One-sided data transfers (MPI-1S, SHMEM)

This is a variation study of MPI-2S that tries to avoid the synchronisation delays of the previous algorithm using one-sided data transfer provided by MPI or SHMEM libraries. In this case the task that reaches the orbitals computation sector can access the set of BC it needs from the memory of the associated tasks without the need of a matching call on their side. This algorithm has two drawbacks: i)the amount of data to transfer between two tasks is 64 times larger than in the case of the orbital transfer, ii) the data set to be transferred has non-contiguous memory addresses because it is a $4\times 4\time 4\times 4$ block of the spatial grid.
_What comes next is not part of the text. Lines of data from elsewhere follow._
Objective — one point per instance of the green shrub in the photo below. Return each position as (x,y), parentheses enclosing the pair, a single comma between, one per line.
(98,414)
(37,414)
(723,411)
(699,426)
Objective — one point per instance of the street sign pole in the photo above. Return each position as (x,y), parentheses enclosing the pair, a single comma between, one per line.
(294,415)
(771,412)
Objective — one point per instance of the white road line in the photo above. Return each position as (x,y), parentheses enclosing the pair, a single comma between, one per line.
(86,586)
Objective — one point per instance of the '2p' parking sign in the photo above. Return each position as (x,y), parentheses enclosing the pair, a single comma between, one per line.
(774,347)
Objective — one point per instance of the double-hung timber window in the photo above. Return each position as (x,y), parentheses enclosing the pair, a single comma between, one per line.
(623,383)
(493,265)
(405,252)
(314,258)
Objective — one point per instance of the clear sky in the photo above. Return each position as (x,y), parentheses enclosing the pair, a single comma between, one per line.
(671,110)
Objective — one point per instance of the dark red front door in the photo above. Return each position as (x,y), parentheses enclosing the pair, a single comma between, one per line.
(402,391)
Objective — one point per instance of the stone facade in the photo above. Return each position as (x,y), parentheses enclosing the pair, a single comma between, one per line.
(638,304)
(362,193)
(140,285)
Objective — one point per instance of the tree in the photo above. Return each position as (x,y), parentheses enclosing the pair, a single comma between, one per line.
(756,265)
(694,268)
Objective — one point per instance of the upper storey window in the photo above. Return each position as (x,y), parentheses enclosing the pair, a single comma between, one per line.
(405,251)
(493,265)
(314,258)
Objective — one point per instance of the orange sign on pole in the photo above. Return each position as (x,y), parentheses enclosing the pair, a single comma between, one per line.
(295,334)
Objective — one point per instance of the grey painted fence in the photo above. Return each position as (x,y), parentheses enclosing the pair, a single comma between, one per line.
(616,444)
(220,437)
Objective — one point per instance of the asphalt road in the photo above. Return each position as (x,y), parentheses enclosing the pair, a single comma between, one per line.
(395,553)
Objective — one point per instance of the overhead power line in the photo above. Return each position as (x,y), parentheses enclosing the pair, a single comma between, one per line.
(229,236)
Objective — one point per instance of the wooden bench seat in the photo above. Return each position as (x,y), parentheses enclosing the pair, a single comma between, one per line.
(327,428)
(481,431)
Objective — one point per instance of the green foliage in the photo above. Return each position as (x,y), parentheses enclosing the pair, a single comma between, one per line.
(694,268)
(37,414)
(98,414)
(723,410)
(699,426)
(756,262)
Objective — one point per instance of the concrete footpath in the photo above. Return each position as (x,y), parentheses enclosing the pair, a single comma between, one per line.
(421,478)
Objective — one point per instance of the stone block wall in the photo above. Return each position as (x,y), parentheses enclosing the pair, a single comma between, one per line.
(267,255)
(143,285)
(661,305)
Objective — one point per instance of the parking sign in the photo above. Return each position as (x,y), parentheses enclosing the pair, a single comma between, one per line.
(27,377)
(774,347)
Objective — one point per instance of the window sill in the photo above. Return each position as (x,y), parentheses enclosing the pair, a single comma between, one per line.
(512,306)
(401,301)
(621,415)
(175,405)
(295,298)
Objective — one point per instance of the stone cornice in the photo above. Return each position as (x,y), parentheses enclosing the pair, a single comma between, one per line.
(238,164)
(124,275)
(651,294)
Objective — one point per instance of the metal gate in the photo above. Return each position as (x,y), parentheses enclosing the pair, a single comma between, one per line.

Table: Execution times in seconds for BC sharing algorithms described in Sec

. The columns are organised as follow: 2DC shows data for runs done on 2 tasks using one dual core processors, 4DC is for runs of 4 tasks on 2 dual core processors and 4QC for 4 tasks using one quadcore processor. The OPO column shows the time spent for one particle orbital computation, DMC is the time for the whole diffusion Monte Carlo computation.

CPU	2DC		4DC		4QC
	OPO	DMC	OPO	DMC	OPO	DMC
SHM	130	921	-	-	139	882
MPI-2S	371	1184	806	1458	546	1249
MPI-1S	562	1380	1669	2565	1430	2210
SHMEM	210	975	771	1759	536	1271